Wicked - parte 2: la recensione del film attualmente in sala con Ariana Grande e Cynthia Erivo

Wicked - parte 2: la recensione del film attualmente in sala con Ariana Grande e Cynthia Erivo

Wicked - parte 2: la recensione del film attualmente in sala con Ariana Grande e Cynthia Erivo Photo Credit: Universal Pictures


Più maturo, più politico, meno danzato ma comunque intensamente cantato. Il musical cede il passo alla narrazione, che corre agile e si accende più volte di autentica emozione

“Wicked – Parte 2” non è un sequel. Non appartiene a quella genealogia di film generati sull’onda di un successo imprevisto.

È, piuttosto, il completamento naturale di un’opera pensata fin dall’origine come un unico, vasto racconto, diviso in due capitoli per ragioni di durata. Scelta che si è poi rivelata strategicamente vincente, considerando i 750 milioni di dollari incassati nel mondo dalla prima parte.

Resta un interrogativo sospeso, quasi un gioco mentale: cosa sarebbe accaduto se il primo capitolo non avesse convinto il pubblico? La seconda parte sarebbe approdata direttamente su qualche piattaforma, compressa e ridimensionata? Improbabile, forse.

Ma è un passato alternativo che non sapremo mai. Ciò che sappiamo, invece, è che questo epilogo si avvia già verso un successo finanziario imponente, come testimoniano i dati internazionali del weekend d’esordio.

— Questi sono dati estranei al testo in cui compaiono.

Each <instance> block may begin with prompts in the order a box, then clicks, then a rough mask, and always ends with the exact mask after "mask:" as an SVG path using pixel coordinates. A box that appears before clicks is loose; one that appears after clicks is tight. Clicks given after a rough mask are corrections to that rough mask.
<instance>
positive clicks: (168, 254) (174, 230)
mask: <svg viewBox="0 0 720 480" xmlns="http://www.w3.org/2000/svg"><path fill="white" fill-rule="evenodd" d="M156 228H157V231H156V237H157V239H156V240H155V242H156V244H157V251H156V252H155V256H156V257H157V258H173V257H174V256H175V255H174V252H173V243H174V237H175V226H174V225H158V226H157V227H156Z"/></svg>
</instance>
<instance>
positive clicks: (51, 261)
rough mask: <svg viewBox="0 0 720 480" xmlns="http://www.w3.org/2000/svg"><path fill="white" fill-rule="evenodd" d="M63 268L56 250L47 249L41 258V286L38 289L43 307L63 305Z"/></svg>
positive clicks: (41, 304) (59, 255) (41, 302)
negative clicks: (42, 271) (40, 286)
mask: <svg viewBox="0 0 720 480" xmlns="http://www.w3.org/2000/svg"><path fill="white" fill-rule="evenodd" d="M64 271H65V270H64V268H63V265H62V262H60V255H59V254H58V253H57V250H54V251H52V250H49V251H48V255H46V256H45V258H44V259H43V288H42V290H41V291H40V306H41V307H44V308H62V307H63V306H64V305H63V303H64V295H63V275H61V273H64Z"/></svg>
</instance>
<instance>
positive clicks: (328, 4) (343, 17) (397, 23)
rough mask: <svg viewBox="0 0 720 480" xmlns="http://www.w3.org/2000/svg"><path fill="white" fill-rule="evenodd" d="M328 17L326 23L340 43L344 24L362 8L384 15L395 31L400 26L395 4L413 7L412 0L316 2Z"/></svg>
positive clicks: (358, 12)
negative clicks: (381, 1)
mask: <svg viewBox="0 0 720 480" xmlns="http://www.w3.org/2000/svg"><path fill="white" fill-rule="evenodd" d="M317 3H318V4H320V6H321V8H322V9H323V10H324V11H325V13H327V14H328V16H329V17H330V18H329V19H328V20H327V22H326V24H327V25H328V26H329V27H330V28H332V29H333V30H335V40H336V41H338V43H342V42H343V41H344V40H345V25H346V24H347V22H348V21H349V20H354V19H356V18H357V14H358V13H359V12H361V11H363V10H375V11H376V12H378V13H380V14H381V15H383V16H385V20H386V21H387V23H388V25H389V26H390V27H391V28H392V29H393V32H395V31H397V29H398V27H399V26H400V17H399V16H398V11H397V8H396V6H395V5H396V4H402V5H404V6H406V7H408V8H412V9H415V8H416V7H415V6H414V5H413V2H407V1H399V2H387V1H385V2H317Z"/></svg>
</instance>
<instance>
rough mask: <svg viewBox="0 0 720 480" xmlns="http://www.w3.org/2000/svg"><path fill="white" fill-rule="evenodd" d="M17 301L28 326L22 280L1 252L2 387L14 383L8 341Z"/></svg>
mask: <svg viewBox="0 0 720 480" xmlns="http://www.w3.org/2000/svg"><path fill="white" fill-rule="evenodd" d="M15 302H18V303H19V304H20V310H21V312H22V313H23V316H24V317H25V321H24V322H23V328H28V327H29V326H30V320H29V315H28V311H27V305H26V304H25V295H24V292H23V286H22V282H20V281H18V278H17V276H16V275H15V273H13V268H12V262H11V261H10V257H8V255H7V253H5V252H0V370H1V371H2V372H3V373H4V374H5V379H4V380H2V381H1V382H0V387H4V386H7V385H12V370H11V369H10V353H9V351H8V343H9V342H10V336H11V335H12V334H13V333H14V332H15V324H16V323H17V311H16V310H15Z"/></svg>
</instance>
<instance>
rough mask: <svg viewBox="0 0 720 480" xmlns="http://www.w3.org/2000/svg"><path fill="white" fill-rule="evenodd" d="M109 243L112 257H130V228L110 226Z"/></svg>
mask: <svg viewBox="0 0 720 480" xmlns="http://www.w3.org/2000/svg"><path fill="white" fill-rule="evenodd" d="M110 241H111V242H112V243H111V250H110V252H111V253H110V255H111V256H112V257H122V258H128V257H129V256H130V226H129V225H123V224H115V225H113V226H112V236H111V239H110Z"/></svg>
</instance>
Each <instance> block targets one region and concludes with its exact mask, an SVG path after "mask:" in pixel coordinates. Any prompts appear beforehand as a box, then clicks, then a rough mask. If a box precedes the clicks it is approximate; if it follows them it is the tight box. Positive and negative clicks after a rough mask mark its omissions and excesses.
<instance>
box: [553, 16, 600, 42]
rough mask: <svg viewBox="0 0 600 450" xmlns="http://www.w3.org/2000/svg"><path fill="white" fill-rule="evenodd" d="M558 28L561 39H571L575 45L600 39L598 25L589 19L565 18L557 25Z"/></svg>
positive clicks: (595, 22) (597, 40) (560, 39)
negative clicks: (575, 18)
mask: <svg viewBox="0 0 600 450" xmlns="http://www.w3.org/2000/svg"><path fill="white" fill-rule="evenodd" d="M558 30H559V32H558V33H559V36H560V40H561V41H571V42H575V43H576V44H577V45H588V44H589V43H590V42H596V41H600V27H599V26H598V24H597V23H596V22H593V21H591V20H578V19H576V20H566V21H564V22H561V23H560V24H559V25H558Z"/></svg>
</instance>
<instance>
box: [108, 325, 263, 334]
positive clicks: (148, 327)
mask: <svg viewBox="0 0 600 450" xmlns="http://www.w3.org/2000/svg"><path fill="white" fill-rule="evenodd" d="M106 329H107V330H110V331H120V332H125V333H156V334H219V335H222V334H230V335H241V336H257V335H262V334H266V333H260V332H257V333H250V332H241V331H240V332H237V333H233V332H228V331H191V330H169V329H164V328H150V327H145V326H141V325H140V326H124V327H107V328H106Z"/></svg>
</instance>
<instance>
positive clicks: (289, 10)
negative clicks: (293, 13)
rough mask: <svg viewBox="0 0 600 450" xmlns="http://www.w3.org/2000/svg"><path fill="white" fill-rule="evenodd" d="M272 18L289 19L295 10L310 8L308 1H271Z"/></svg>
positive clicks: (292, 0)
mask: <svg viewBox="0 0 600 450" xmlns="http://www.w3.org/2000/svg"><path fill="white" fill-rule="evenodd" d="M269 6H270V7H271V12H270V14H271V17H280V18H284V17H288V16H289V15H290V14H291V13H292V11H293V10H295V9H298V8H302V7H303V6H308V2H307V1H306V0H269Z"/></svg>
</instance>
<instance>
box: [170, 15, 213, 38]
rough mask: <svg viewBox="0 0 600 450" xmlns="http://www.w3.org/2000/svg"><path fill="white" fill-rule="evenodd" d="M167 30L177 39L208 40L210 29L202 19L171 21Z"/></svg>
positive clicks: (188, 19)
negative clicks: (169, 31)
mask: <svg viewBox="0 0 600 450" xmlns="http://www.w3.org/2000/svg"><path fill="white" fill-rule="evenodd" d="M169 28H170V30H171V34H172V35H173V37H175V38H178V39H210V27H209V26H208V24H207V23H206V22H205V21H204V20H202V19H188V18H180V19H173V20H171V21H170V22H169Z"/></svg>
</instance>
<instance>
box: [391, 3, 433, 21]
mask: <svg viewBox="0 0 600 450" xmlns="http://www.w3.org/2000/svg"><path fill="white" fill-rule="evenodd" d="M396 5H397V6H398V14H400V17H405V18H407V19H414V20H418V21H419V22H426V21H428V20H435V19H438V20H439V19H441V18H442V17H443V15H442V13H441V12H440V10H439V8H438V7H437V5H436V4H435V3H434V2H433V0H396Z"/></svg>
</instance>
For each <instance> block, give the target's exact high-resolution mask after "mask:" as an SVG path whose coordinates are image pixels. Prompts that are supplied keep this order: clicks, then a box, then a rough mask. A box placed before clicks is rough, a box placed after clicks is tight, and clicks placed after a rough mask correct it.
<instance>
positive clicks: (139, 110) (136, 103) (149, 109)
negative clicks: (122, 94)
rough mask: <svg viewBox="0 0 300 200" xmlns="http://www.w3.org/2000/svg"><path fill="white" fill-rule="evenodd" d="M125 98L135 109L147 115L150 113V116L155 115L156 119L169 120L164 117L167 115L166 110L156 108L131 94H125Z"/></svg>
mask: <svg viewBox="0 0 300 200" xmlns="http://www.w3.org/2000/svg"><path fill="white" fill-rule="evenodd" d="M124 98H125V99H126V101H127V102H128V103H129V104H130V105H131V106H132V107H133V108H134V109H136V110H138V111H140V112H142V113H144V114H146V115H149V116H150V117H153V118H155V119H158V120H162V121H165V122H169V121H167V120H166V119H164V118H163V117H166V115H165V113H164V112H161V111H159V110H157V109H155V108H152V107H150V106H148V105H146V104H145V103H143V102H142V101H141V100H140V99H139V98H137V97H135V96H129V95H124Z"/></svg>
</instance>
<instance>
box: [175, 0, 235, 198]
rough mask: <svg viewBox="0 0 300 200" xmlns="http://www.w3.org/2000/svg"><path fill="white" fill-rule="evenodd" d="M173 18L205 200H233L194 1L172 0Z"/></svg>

WICKED - PARTE 2, LA RECENSIONE

Proprio come accade negli episodi centrali di una miniserie, “Wicked – Parte 2” riprende esattamente da dove ci eravamo fermati dodici mesi fa. Un breve riassunto non sarebbe guastato; ma qui, evidentemente, non c’è tempo da perdere. Bisogna iniziare, anzi: bisogna finire. E la sensazione, fin dalle prime sequenze, è quella di un cambio di passo deciso.

Il film accelera, abbandona ogni indugio e procede con una narrazione serrata, che non divaga e non sbrodola. La storia ormai la conosciamo, le protagoniste hanno conquistato il loro spazio emotivo, e questo permette al racconto di dispiegarsi con una libertà più spedita. La velocità narrativa, però, comporta un sacrificio: quella sontuosa componente musicale, fatta di grandi coreografie e numeri corali che caratterizzava la prima parte, qui si assottiglia. I momenti musicali restano, ma sono più raccolti, più intimi, più emotivi che spettacolari. È una rinuncia? No: paradossalmente, è uno dei punti di forza della pellicola. Alleggerito dal dovere di presentare un mondo e i suoi personaggi, il film può ora concentrarsi sull’essenziale e liberare, finalmente, tutta la sua potenza emotiva.

Il tono generale vira verso una maggiore cupezza. Le scenografie, sempre sontuose e ricche di cromatismi, convivono con un’atmosfera più severa, talvolta spietata. E il racconto si fa più politico. Se nel primo capitolo il sottotesto era dominato dai temi della discriminazione e del pregiudizio, qui entrano in scena la propaganda, il controllo delle masse e la necessità (tanto sociale quanto narrativa) di costruire un nemico comune.

Non è un caso che il cinema contemporaneo stia attraversando una stagione di riflessione sulla figura del “mostro”: cosa significa esserlo? Chi decide chi lo è? E quali frammenti di umanità sopravvivono dietro la maschera della mostruosità? Un filone che ha trovato declinazioni recenti tanto nel “Frankenstein” di Guillermo del Toro quanto nella serie dedicata a Ed Gein, entrambe su Netflix.

“Wicked – Parte 2” si diverte, quasi con malizia affettuosa, a lambire e reinterpretare uno dei monumenti della storia del cinema: “Il mago di Oz” di Victor Fleming (1939). La pellicola sfiora la storia di Dorothy, delle celebri scarpette (argento, non rosse, come il cinema ci ha fatto credere) e degli altri protagonisti, offrendo una rilettura onesta, intelligente e mai irriverente.

Non destruttura il mito: lo amplia. E lo fa con una lucidità rara e una sorprendente delicatezza intellettuale. Ma quindi, com'è questo secondo capitolo di Wicked?

Più maturo, più politico, meno danzato ma comunque intensamente cantato. Il musical cede il passo alla narrazione, che corre agile e si accende più volte di autentica emozione. È un finale che non rincorre il clamore, scegliendo la via della profondità.